David Whitley's Agora Trilogy is two thirds finished. I finished The Children of the Lost this morning around 2 am. It was an emergency read - as in I-Could-Not-Put-This-Book-Down emergency. Believe me, I tried, twice. I put the bookmark in place, closed the book, took off my glasses and turned off the light - twice. And both times, I sat back up, turned on the light, put my glasses back on and picked up the book.
Sigh. Will it be another year until the third book comes out? (Grit teeth in frustration.) How will I stand it? I need to know what Lily finds when she steps into the darkness. I need to know how the people in the Almshouse react to Mark's appearance. I need to know NOOOOOWWWWW!!
OK, so in Book One The Midnight Charter, the readers are introduced to life in the walled city of Agora - and two seemingly normal teens. In Agora everything has a price and every transaction, business or personal must be written up in a contract. Children are property until they achieve adulthood at the age of twelve and if they cannot pay for food and lodging, adults become property of the people who loan them food. There is no money, just contracts.

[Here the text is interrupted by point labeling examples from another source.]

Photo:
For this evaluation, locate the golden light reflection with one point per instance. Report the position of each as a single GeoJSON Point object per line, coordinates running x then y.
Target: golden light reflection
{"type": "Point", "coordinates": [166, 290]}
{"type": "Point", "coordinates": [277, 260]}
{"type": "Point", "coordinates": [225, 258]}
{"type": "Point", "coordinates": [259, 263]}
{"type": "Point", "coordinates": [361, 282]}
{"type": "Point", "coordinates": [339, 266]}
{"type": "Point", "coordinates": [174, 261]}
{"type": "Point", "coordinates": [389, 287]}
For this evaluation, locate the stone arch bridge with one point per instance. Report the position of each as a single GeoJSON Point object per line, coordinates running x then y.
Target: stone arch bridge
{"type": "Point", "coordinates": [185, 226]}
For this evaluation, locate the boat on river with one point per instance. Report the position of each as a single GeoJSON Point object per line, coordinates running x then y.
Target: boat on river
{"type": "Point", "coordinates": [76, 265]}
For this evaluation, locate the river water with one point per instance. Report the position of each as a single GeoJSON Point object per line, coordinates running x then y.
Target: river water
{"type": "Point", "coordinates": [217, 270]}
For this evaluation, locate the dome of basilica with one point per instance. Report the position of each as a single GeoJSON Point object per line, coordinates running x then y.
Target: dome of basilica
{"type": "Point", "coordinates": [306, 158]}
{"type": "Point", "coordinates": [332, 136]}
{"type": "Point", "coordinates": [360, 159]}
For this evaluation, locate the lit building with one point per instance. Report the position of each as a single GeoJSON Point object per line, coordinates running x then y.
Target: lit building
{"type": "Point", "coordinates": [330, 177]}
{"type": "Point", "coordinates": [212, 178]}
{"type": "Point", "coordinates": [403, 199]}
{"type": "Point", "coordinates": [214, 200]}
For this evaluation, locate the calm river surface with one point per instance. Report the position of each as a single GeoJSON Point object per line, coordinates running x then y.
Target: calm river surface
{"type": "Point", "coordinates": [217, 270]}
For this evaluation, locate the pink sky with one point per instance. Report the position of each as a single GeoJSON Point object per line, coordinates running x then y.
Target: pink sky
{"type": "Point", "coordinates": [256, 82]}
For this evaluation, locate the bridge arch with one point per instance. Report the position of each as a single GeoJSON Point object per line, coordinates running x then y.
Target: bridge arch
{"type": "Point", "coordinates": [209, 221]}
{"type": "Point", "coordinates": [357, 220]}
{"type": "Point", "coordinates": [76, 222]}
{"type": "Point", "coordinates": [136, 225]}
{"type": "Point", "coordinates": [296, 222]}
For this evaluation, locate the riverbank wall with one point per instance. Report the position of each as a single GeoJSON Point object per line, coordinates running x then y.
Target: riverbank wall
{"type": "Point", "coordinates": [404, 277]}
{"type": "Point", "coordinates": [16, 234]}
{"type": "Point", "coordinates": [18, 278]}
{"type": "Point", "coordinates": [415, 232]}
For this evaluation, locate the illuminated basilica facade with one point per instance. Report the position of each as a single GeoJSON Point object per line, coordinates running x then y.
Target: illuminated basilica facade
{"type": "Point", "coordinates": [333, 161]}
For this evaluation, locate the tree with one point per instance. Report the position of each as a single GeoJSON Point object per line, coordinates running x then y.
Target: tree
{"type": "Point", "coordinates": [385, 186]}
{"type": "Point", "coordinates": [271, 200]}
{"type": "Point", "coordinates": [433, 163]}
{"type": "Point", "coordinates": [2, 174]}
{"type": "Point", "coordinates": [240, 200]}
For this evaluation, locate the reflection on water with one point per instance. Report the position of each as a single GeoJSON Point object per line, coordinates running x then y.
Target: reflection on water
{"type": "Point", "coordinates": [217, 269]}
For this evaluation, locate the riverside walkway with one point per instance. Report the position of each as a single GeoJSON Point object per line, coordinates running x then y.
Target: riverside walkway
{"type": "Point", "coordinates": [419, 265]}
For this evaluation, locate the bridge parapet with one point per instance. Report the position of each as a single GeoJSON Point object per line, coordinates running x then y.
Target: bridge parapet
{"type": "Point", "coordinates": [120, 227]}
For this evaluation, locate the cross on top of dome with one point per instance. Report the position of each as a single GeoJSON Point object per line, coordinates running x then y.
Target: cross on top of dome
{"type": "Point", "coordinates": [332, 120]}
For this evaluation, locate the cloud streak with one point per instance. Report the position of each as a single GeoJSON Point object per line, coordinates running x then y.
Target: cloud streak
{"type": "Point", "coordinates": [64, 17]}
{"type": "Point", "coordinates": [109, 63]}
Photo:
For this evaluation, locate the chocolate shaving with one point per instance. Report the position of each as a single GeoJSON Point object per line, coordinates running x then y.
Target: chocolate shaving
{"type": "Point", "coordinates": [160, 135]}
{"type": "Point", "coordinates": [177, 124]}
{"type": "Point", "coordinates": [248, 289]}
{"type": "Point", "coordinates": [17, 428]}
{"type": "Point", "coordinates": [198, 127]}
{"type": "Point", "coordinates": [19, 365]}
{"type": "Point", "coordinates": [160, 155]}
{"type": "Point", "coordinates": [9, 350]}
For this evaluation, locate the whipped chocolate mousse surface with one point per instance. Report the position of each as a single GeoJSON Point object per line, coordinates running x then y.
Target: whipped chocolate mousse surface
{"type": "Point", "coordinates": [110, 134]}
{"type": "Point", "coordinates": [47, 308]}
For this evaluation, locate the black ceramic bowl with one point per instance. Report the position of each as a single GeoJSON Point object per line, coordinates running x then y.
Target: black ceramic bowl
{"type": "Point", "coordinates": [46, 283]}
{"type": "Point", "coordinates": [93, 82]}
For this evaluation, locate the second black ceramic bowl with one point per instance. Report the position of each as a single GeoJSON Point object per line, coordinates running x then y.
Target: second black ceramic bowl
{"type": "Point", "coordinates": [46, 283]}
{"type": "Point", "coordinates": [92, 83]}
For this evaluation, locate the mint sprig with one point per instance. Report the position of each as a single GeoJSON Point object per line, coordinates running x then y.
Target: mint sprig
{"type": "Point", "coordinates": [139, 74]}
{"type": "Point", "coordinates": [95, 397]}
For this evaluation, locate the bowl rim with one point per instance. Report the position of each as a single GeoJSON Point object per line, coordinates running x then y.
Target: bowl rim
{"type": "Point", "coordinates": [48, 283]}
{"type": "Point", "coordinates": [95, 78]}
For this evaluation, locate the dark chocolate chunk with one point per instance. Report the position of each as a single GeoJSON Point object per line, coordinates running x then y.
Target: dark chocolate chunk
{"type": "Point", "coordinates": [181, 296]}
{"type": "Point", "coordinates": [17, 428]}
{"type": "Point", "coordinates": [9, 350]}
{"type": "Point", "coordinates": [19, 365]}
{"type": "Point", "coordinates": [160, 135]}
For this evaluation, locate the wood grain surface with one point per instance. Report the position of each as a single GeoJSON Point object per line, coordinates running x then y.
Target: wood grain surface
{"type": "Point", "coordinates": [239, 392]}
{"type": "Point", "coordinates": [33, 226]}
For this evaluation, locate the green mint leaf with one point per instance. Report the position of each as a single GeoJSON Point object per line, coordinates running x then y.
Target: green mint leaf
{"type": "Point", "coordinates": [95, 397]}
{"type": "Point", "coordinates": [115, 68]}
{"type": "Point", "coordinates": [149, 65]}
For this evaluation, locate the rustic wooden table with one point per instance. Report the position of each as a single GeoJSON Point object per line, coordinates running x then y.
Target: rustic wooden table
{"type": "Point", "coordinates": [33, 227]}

Mark and Lily become acquaintance in the Astrologer's Tower. Mark has been bought by Doctor Theophilus in the doctor's attempt to cure him of his illness and learn how to fight the plague. Lily works for the Great Astrologer, Count Stelli, Theo's grandfather. When Count Stelli throws his grandson out of the Tower, Lily contracts with Mark to change places with him and she follows the doctor into the slums of the city to fight disease with no expectation of payment. No one trusts anyone else, except family members. Every thing a person says is weighted with "value". This place is seriously freaky and hard to stomach at times. Everyone is out to get something out of every interaction - except for Lily and Theo. Read the book to see how Lily and Mark end up outside the walls of the city and in the Forest.
In the second book, the one I had to keep reading, The Children of the Lost, Lily and Mark are lost in the forest and then they are saved by a village of eternally altruistic, happy, hard-working farmers who follow the teachings of a silent Father Wolfram and a Speaker who interprets what the Father wants from the village. For awhile, the place seems like a paradise to Lily. Mark always has his doubts. His experiences in Agora were much more eye-opening to the baseness of human nature. And then, the village is consumed by a Nightmare. It's pretty awful. The worst part of this book was the ending. Mark is back in the city. How did he get there? Lily is entering a dark tunnel without a torch. Why? And where? And who? And How? Oh my.
These books are written for teens. Mature readers ages 11 and up will find these books absolutely riveting. Fantasy for grades 6 and up. Oh yeah.